Pruitt v. StateAnnotate this Case
310 S.C. 254 (1992)
423 S.E.2d 127
Darrell PRUITT, Petitioner v. STATE of South Carolina, Respondent.
Supreme Court of South Carolina.
Submitted July 30, 1992.
Decided October 5, 1992.
Asst. Appellate Defender Robert M. Pachak, of S.C. Office of Appellate Defense, Columbia, for petitioner.
Atty Gen. T. Travis Medlock, Chief Deputy Atty Gen. Donald *255 J. Zelenka, and Asst. Atty. Gen. Teresa N. Cosby, Columbia, for respondent.
Submitted July 30, 1992.
Decided Oct. 5, 1992.
This matter is before the Court by way of a petition for a writ of certiorari from an order of Judge Patterson finding that petitioner was entitled to review under Austin v. State of an order issued by Judge Brown denying, after a hearing, petitioner's application for postconviction relief (PCR). The State does not contest the finding that petitioner is entitled to an Austin review. Accordingly, we grant certiorari, dispense with further briefing, and proceed with a review of the questions asserting error in Judge Brown's order.
Petitioner asserts that his trial counsel was ineffective for failing to object to the trial judge's erroneous jury instruction on malice and for failing to object to a portion of the solicitor's argument. Additionally, he contends that he was denied his right to a direct appeal. Unfortunately, although these allegations were raised in petitioner's application for PCR and evidence was presented regarding them at the hearing on the application, Judge Brown's order denying relief does not address the questions. Accordingly, we find it necessary to vacate Judge Brown's order and remand this matter to the circuit court to hold a new hearing. Petitioner shall be entitled to file an amended application if necessary and the order shall address all issues properly raised at the hearing. McCray v. State, 305 S.C. 329, 408 S.E. (2d) 241 (1991); S.C. Code Ann. § 17-27-80 (1991).
We take this opportunity to express our concern with the increasing number of orders in PCR proceedings that fail to address the merits of the issues raised by the applicant. Not only does this deprive the parties of rulings on the issues raised, but it makes review by the appellate *256 court more difficult and ultimately increases the work load of all involved where, as in this case, a new hearing is required to secure the rulings which should have been made initially. Counsel preparing proposed orders should be meticulous in doing so, opposing counsel should call any omissions to the attention of the PCR judge prior to issuance of the order, and the PCR judge should carefully review the order prior to signing it.
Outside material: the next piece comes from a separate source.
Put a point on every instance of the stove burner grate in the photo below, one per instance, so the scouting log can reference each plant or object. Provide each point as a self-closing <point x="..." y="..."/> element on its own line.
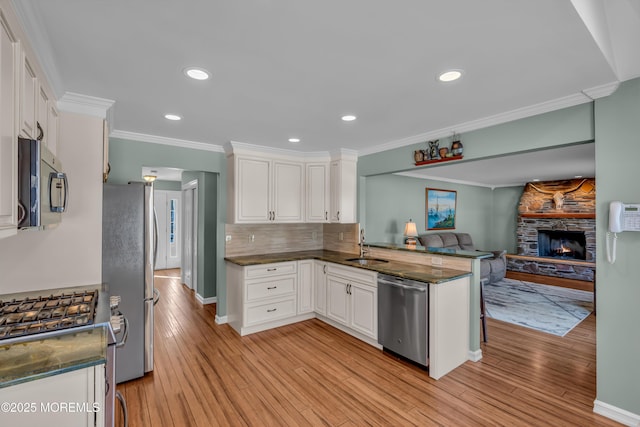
<point x="46" y="313"/>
Even after an order is filed, counsel has an obligation to review the order and file a Rule 59(e), SCRCP, motion to alter or amend if the order fails to set forth the findings and the reasons for those findings as required by § 17-27-80 and Rule 52(a), SCRCP.
We recognize the immense task imposed on the Assistant Attorneys General representing the State in these actions, the pressure on judges to hear and decide numerous cases in one term, and the burdens placed on lawyers appointed to represent PCR applicants. However, failing to address the merits of issues which have been fairly raised in these actions does nothing to alleviate these problems but rather exacerbates them. We are confident that in the future all those involved in postconviction matters will do everything in their power to ensure that remands such as the one we order today will no longer be necessary.
Vacated and remanded.NOTES
 305 S.C. 453, 409 S.E. (2d) 395 (1991).
 In vacating and remanding in this case, we are not abandoning the general rule that issues must be raised to, and ruled on by, the postconviction judge to be preserved for appellate review. The extraordinary action we take today is necessary only because our opinion in McCray is not being followed.